Split Single GPU

ptrblck · May 28, 2018, 9:57am

The error seems to be related to some issues with multiprocessing and CUDA.
Have a look at the doc on Sharing CUDA tensors.

You have to use the “spawn” or “forkserver” start method.

Also, in your first script your time measurement is a bit wrong, because you have to call torch.cuda.synchronize() before getting the end time.
CUDA calls are asynchronous, so that the end time might be stored before the CUDA operation is done.

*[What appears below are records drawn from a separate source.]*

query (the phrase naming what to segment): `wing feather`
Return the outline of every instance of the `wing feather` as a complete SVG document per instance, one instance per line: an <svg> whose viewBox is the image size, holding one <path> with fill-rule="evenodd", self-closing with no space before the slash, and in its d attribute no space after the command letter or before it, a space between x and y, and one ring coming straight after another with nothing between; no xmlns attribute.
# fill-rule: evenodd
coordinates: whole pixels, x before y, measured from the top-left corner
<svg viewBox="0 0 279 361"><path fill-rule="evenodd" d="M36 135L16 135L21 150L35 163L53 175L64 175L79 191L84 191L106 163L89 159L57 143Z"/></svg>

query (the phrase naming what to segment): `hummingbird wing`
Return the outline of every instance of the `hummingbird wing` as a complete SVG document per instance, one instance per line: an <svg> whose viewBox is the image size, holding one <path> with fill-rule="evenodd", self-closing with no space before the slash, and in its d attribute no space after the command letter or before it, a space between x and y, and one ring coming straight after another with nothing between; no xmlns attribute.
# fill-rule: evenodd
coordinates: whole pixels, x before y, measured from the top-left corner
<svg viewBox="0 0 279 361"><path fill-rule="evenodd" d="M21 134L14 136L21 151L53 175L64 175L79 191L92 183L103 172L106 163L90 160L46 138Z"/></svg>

Here is a small script for your second use case, which might be a starter (I’m not sure, if you need modelX.share_memory()):

import torch
import torch.nn as nn
import torch.optim as optim

import torch.multiprocessing as _mp
import torchvision.datasets as datasets
import torchvision.transforms as transforms
from torch.utils.data import DataLoader


# Globals
mp = _mp.get_context('spawn')
use_cuda = True


class Flatten(nn.Module):
    def __init__(self):
        super(Flatten, self).__init__()

    def forward(self, x):
        x = x.view(x.size(0), -1)
        return x


def get_model():
    model = nn.Sequential(
            nn.Conv2d(3, 6, 3 ,1, 1),
            nn.ReLU(),
            nn.MaxPool2d(2),
            nn.Conv2d(6, 16, 3, 1, 1),
            nn.ReLU(),
            nn.MaxPool2d(2),
            nn.Conv2d(16, 1, 3, 1, 1),
            nn.MaxPool2d(2),
            Flatten(),
            nn.Linear(28*28, 10),
            nn.LogSoftmax(dim=1)
    )
    
    return model


def train(model, data_loader, optimizer, criterion):
    for data, labels in data_loader:
        labels = labels.long()
        if use_cuda:
            data, labels = data.to('cuda'), labels.to('cuda')
        optimizer.zero_grad()
        output = model(data)
        loss = criterion(output, labels)
        loss.backward()
        optimizer.step()


if __name__=='__main__':
    num_processes = 2
    model1 = get_model()
    model2 = get_model()
    if use_cuda:
        model1 = model1.to('cuda')
        model2 = model2.to('cuda')
    
    dataset = datasets.FakeData(transform=transforms.ToTensor())
    data_loader = DataLoader(dataset, batch_size=2,
                             num_workers=0,
                             pin_memory=False)
    
    criterion = nn.NLLLoss()
    optimizer1 = optim.SGD(model1.parameters(), lr=1e-3)
    optimizer2 = optim.SGD(model2.parameters(), lr=1e-3)
    
    #model1.share_memory()
    #model2.share_memory()
    processes = []
    p1 = mp.Process(target=train, args=(model1, data_loader, optimizer1, criterion))
    p1.start()
    processes.append(p1)
    p2 = mp.Process(target=train, args=(model2, data_loader, optimizer2, criterion))
    p2.start()
    processes.append(p2)

    for p in processes:
        p.join()
    
    print('Done')

However, I’m still not sure, if you’ll see any performance advantage.
It would be nice, if you could time your script and report the results using the sequential and multiprocessing way.